Und los ging es mit dem ersten Glas, in dem der 2010 DRC Corton war. Ein sehr junger Wein mit präziser, rotbeeriger Frucht und hoher, jahrgangstypischer Säure. Es war der zweite Jahrgang dieses Weines aus der ehemaligen Domaine Prince Florent de Merode unter DRC Regie. Und ganz offen gesagt, ich war enttäuscht. Klar war da eine noble Eleganz, die aber eher an einen arroganten Adligen erinnerte, der außer Titel nicht viel vorzuweisen hatte. Für einen Corton war mir dieser Wein zu leichtfüßig mit zuwenig Tiefgang, entwickelte sich zwar im Glas, aber konnte mich nicht richtig überzeugen – WT91. Und über so etwas wie Preis-/Leistungsverhältnis müssen wir uns bei so einem Wein nicht unterhalten. Wer bei DRC nach dem Preis fragen muss, gehört – wie ich – ohnehin nicht mehr zur Zielgruppe.

Eine Klasse über dem Corton der schon erstaunlich zugängliche, warm-würzige 2010 DRC Echezeaux, der den Tiefgang besaß, den ich beim Corton vermisste. Da stimmte einfach alles, Frucht, kräuterige Würze, Mineralität, Eleganz, Länge. Ein großer, einfach stimmiger Echezeaux mit schon gutem Trinkfluss – WT94+.

Kräftiger, dichter mit präsenteren, im jetzige Stadium bissigeren Tanninen und deutlicher Säure der 2010 DRC Grands Echezeaux.
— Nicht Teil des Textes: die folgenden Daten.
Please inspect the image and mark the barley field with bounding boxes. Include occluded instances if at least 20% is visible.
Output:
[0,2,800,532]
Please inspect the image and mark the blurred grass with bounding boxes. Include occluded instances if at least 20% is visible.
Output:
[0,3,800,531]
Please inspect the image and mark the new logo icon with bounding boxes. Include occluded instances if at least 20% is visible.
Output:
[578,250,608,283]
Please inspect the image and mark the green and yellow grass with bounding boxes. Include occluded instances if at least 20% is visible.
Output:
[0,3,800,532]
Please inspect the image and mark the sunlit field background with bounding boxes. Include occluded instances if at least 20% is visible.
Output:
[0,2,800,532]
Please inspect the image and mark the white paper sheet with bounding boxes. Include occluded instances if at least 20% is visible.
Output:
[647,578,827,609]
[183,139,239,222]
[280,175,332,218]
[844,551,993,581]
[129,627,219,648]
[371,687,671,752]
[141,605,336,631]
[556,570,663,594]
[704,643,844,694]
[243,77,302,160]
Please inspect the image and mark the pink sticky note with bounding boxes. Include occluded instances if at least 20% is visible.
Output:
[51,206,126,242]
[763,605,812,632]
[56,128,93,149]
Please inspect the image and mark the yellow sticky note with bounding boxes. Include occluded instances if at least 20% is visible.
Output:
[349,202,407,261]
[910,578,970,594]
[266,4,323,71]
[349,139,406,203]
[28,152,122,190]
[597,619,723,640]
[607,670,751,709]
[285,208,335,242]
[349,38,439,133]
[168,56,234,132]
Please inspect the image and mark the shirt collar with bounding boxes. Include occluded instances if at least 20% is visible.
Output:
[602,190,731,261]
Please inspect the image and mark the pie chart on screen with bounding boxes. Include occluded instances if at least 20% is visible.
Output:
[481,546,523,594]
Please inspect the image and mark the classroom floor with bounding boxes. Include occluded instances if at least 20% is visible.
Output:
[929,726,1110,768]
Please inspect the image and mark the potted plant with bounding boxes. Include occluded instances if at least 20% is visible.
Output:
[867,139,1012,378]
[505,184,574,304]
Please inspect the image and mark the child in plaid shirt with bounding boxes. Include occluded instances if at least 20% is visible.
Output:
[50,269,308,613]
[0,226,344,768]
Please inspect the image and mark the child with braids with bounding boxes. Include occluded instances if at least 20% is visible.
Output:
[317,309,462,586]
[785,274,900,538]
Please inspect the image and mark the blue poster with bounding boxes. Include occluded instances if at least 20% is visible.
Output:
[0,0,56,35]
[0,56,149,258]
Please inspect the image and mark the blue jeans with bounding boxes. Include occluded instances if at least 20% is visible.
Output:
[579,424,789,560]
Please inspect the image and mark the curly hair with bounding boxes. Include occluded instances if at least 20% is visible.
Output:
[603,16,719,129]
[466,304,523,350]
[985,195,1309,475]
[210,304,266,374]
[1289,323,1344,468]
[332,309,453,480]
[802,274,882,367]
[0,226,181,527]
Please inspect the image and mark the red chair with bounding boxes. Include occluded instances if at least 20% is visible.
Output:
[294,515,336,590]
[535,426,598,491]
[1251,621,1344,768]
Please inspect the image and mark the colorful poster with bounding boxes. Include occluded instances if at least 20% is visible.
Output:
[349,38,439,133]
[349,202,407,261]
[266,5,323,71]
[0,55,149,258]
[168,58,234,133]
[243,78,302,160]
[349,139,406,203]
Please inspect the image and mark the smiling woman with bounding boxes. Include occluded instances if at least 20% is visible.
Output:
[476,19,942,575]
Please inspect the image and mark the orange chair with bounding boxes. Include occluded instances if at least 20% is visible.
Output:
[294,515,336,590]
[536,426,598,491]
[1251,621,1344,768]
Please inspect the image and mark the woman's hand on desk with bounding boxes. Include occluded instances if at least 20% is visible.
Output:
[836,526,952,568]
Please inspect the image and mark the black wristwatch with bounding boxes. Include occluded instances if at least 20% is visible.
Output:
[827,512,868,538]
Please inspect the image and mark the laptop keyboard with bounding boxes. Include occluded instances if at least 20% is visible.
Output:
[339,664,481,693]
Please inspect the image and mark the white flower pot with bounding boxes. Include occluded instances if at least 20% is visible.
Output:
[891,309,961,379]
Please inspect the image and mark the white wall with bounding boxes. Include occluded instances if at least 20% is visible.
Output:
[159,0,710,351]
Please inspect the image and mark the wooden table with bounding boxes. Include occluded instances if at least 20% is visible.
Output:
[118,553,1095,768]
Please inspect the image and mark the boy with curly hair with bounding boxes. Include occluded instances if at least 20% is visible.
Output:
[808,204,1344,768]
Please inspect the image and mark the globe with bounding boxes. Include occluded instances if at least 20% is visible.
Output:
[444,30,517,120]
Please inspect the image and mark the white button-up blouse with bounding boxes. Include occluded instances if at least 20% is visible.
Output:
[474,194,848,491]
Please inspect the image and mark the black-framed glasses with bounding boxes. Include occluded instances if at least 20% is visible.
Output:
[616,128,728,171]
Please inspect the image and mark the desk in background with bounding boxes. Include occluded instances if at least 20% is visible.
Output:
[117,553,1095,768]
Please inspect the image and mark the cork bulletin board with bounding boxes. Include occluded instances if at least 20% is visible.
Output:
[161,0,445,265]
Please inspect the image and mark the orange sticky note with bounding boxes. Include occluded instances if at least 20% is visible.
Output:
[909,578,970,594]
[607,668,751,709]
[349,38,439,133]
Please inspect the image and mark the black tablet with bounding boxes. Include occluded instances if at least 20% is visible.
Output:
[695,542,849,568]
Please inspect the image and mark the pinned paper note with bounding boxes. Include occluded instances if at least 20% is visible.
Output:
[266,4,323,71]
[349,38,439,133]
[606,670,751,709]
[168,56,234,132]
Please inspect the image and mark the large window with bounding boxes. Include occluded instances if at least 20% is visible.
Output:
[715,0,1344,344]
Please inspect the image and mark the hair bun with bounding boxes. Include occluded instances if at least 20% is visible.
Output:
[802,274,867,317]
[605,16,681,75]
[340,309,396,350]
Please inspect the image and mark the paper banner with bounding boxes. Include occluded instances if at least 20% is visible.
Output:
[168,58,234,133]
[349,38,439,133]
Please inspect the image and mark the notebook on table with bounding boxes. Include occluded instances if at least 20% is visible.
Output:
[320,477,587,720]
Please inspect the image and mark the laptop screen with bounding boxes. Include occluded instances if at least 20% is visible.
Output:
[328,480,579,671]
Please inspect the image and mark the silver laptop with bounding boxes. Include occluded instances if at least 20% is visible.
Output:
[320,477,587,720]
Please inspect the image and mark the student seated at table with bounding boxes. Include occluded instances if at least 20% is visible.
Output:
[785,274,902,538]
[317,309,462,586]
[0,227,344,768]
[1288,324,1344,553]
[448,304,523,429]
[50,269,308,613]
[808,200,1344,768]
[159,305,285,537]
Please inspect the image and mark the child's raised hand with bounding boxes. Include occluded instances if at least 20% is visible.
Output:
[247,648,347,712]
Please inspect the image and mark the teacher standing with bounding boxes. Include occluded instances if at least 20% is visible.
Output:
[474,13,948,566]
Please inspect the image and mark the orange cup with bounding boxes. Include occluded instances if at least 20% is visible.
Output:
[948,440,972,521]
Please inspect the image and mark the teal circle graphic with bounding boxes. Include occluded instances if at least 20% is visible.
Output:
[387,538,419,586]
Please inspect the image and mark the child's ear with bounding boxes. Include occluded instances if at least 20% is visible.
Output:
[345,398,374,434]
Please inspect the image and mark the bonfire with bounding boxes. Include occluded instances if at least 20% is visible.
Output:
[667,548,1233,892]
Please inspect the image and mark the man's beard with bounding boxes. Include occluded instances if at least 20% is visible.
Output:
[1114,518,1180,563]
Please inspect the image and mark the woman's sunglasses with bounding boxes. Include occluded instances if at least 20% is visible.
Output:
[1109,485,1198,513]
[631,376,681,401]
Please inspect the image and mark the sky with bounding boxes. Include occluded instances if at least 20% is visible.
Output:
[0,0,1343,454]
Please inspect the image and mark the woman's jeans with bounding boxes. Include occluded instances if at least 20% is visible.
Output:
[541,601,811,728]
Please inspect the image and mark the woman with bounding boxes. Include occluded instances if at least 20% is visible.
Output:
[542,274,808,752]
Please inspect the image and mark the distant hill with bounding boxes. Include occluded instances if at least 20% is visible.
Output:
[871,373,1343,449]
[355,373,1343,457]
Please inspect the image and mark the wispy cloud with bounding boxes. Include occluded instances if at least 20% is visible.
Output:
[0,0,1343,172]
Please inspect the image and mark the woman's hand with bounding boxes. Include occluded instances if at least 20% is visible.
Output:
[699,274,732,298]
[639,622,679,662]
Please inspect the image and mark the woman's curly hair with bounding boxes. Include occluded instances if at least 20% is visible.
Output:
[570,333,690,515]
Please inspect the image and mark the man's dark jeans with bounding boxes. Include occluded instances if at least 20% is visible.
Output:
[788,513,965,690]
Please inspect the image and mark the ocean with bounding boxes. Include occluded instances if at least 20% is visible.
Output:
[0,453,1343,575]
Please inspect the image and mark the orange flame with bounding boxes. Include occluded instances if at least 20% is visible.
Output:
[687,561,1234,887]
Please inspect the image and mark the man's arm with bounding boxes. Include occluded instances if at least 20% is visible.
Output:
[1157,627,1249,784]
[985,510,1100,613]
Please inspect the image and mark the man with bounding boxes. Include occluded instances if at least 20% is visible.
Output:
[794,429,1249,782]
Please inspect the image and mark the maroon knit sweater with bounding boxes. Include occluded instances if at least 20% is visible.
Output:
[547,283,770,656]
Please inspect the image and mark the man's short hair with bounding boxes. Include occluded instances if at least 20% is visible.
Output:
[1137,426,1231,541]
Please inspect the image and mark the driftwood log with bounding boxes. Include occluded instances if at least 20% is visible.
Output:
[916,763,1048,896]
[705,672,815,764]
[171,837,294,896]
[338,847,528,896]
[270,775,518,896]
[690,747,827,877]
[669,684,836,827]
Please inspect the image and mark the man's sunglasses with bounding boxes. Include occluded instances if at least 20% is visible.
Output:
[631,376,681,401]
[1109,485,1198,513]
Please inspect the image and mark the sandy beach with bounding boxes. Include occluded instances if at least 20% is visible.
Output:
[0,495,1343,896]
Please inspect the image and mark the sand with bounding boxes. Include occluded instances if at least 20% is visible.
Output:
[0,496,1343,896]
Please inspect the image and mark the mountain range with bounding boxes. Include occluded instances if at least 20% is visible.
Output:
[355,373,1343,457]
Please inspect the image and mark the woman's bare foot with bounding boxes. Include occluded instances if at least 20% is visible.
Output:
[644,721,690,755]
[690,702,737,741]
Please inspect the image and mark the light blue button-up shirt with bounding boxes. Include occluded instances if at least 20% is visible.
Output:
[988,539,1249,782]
Gewaltiges Rückrat, viel Substanz und Tiefgang, wahrscheinlich in 10+ Jahren im Vergleich zum Echezeaux der größere Wein, aber da ist viel Geduld gefragt – WT92+ mit Potential für 95 und mehr.

Begeistern konnte ich mich dann wieder für den 2010 DRC Romanée St. Vivant. Einfach ein großer kompletter Burgunder, der durch seine absolut stimmige Erscheinung, seine Eleganz und Finesse begeistert. Sehr feine, rotbeerige Frucht, präzise Struktur, hohe Mineralität. Natürlich waren auch dort massive, mundbeschlagende Tannine, aber die waren gut verpackt. Den Anmut einer bezaubernden Prinzessin hatte dieser Romanée St. Vivant, in den ich mich spontan verlieben konnte – WT95+ mit Potential für 97, vielleicht sogar mehr.

Sehr gut gefiel mir auch der 2010 DRC Richebourg, ein breitschultriger Powerwein mit enormer Struktur, Länge Kraft und Tiefgang, aber auch mit Charme, für mich so eine art John Wayne aus Burgund. Superbe Frucht mit viel blauen Beeren und einem Hauch Minze, ebenfalls massive Tannine für ein langes Leben. Dürfte sich zügig für längere Zeit verschließen – WT94+ mit Potential für 96 und auch mehr.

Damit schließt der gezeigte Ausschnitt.